Em Mutações: sobre a coragem e outras virtudes, ensaios revisitam a noção de coragem, expandindo o protagonismo do herói para o mundo e destacando a importância de virtudes democráticas frente aos desafios contemporâneos.
Por Eugênio Mattioli Gonçalves*
Conservamos no nosso imaginário comum a representação da coragem na figura do herói, encarnada no homem que, movido por um ideal, se dispõe a enfrentar forças que lhe são superiores. Essa narrativa da pulsão corajosa do protagonista nos acompanha ao menos desde as epopeias gregas e traz consigo uma visão calcada na bravura do combatente, que se vê inserido em um universo maniqueísta, simples e finito, em geral dividido entre uma massa de pessoas comuns, alheias aos grandes acontecimentos, e o corajoso, que por meio de sua virtude se destaca dos demais. Assim, o foco do olhar reside no indivíduo escolhido como modelo de inspiração moral para o espectador, tornando o contexto mero cenário inerte do ato de valentia retratado. O mundo é ofuscado pelo brilho do herói.
Não é isso, contudo, o que encontramos em Mutações: sobre a coragem e outras virtudes. Nesta coletânea de ensaios resultante do ciclo homônimo, organizado por Adauto Novaes, é o próprio mundo um protagonista em si. É a partir do mundo grego e da invenção da pólis que compreendemos a importância da coragem democrática na construção de um universo político verdadeiramente representativo. Da nossa tragédia escravocrata e dos incontáveis exemplos de resistência a ela, esquecidos pela historiografia, vemos brotar a determinação no enfrentamento do racismo entranhado em nossas instituições.
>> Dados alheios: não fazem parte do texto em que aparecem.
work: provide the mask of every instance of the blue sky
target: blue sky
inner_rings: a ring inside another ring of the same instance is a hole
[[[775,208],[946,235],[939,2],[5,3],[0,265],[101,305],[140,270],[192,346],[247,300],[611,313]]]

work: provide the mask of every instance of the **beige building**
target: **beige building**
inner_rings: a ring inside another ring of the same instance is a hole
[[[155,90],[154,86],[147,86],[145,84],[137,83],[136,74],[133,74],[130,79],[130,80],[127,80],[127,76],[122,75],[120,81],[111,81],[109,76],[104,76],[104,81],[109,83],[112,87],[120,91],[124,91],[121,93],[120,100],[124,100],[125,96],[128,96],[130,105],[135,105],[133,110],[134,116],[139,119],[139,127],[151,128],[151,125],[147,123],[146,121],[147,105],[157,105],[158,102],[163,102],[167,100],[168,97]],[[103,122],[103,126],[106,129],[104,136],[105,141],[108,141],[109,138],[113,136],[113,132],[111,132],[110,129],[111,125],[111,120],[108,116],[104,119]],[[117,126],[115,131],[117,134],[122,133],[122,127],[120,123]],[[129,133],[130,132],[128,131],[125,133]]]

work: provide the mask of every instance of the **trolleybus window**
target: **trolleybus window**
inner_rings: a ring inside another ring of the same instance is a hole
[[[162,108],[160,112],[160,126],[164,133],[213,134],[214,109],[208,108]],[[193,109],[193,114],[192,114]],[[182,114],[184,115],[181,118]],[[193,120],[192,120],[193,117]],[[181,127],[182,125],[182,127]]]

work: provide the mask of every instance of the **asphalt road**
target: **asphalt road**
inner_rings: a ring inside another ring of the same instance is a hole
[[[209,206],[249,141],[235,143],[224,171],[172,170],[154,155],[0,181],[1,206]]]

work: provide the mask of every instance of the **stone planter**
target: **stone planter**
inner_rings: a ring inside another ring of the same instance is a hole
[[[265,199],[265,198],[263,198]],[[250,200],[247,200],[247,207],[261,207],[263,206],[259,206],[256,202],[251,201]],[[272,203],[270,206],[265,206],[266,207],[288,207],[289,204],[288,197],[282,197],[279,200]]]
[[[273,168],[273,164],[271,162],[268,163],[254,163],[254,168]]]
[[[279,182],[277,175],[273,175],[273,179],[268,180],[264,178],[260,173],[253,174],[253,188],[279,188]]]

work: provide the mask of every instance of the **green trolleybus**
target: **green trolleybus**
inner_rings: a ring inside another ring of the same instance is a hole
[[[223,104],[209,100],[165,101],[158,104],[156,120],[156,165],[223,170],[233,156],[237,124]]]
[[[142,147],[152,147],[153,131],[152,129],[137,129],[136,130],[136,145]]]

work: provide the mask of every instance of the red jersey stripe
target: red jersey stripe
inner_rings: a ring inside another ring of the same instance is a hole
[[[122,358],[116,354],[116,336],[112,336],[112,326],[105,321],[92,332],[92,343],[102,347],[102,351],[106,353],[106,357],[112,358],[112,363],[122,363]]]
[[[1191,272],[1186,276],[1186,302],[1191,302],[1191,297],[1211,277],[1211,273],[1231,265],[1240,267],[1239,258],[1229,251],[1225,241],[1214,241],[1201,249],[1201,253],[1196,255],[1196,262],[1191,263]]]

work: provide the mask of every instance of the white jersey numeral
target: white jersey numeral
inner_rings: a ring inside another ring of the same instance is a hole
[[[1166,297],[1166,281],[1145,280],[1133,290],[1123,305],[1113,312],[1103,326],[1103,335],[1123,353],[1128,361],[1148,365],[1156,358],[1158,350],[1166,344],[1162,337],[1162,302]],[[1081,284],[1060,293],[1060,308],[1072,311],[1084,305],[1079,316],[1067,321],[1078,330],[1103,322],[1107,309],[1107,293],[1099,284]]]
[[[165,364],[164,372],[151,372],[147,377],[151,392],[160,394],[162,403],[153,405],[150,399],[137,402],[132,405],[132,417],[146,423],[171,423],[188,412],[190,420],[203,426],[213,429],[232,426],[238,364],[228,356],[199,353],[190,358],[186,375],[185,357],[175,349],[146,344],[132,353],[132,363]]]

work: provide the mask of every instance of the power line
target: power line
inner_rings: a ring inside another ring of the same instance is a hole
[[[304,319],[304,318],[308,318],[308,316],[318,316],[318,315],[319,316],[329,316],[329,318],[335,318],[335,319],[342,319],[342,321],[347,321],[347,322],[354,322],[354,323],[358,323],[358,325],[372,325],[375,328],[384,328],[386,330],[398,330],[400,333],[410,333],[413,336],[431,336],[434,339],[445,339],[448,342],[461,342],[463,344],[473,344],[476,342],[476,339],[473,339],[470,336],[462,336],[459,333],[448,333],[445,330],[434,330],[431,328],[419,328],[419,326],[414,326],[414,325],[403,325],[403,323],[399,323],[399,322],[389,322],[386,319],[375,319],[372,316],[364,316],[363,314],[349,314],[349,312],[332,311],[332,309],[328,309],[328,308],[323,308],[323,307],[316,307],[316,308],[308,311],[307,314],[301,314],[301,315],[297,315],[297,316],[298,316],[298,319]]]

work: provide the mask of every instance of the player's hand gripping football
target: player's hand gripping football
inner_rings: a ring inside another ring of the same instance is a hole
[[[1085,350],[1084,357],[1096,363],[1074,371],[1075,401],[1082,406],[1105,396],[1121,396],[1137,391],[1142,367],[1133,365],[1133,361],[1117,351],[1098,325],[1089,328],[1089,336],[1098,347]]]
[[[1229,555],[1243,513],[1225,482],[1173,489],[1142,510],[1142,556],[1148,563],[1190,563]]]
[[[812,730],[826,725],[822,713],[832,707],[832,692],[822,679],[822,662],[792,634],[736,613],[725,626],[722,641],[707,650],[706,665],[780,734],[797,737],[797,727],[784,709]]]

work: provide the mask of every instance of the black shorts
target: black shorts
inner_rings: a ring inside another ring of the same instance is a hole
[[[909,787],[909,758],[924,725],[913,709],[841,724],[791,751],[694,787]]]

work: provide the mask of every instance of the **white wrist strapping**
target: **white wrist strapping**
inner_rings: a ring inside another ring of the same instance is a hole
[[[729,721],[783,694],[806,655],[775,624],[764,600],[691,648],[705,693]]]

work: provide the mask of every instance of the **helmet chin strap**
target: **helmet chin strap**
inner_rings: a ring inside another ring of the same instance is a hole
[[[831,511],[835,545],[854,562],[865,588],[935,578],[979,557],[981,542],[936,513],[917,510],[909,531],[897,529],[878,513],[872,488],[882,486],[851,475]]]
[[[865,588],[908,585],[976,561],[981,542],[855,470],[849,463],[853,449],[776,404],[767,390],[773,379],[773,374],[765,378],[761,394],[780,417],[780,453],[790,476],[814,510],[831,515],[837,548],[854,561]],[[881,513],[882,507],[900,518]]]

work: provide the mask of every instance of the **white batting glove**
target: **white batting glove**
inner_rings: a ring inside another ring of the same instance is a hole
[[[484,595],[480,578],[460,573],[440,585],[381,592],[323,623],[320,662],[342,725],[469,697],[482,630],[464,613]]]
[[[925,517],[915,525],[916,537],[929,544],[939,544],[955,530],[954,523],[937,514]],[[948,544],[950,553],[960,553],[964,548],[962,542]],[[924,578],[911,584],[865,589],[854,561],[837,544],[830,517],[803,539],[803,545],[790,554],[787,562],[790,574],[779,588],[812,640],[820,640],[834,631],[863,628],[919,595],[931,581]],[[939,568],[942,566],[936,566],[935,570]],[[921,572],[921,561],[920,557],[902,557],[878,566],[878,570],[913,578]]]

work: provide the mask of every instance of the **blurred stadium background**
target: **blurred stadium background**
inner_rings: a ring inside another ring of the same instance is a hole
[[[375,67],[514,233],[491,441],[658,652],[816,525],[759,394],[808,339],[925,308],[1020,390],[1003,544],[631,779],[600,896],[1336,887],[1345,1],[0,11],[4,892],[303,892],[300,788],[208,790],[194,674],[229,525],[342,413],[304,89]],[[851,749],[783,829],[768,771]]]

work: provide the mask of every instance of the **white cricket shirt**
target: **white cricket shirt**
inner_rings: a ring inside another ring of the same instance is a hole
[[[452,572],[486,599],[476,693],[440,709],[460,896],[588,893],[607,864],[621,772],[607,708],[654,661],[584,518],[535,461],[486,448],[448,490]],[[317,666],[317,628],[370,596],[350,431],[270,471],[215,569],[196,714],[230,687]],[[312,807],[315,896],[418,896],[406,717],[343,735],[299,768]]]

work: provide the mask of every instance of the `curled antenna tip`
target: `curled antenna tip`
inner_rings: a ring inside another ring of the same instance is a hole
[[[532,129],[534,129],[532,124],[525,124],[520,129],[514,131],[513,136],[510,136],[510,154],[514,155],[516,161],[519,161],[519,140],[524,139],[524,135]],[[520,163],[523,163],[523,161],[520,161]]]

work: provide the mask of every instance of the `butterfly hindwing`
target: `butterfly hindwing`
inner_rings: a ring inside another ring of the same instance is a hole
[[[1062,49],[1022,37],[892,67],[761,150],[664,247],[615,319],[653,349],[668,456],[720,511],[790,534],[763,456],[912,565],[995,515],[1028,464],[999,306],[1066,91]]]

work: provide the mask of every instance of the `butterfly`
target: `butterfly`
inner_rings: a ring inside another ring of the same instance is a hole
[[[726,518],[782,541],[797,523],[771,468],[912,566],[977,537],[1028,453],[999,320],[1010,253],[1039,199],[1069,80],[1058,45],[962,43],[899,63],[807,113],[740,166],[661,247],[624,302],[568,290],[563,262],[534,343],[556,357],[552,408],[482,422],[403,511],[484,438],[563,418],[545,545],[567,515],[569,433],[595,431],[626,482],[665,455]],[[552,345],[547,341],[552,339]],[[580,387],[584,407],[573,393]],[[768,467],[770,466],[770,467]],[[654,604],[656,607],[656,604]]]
Na constituição social dos gêneros, fruto do patriarcado heteronormativo – que nos ensina desde a infância que ser corajoso é “ser homem” –, encontramos o ideal de uma coragem feminina, marcada não pelo medo da morte, mas pelo amor à vida. O exemplo recente das experiências totalitárias e dos campos de concentração nos reveste de força na recusa peremptória ao retorno da barbárie e da relativização do horror. É do mundo, portanto, que nasce a coragem necessária para transformá-lo.
Desse modo, a cada página somos convidados a revisitar nosso passado não apenas mirando a compreensão do presente, mas sobretudo em vista da construção de um novo futuro. Pela mão dos autores, gradualmente vamos atualizando para nossos dilemas contemporâneos as formulações filosóficas clássicas acerca da coragem, numa rica reflexão sobre os diferentes aspectos relacionados a ela, como o medo e a solidão.
Essa ressignificação da virtude, trazida pelo livro, se mostra fundamental diante dos desafios de uma realidade cotidiana em constante mutação. À medida que nos deparamos com o avanço das ameaças à democracia, os ditames da tecnociência e a apatia generalizada frente à urgência climática que nos põe em rota de autodestruição voluntária, são colocados em xeque nossos paradigmas de conhecimento e vemos lançada em crise a própria noção de verdade, reduzida à disputa superficial de opiniões mediadas por algoritmos. O medo da catástrofe exige de nós a busca de novos caminhos. Corajoso, afinal, não é quem não tem medo; é quem o enfrenta, apesar dos riscos. E só há coragem possível onde há esperança.
*Eugênio Mattioli Gonçalves é doutor em filosofia pela USP, com estágios nas Universidades de Torino e Lyon III. Leciona no Liceo Scientifico Dante Alighieri e é pesquisador da Unicamp.
O texto foi publicado originalmente na orelha do livro Mutações: sobre a coragem e outras virtudes, organizado por Adauto Novaes.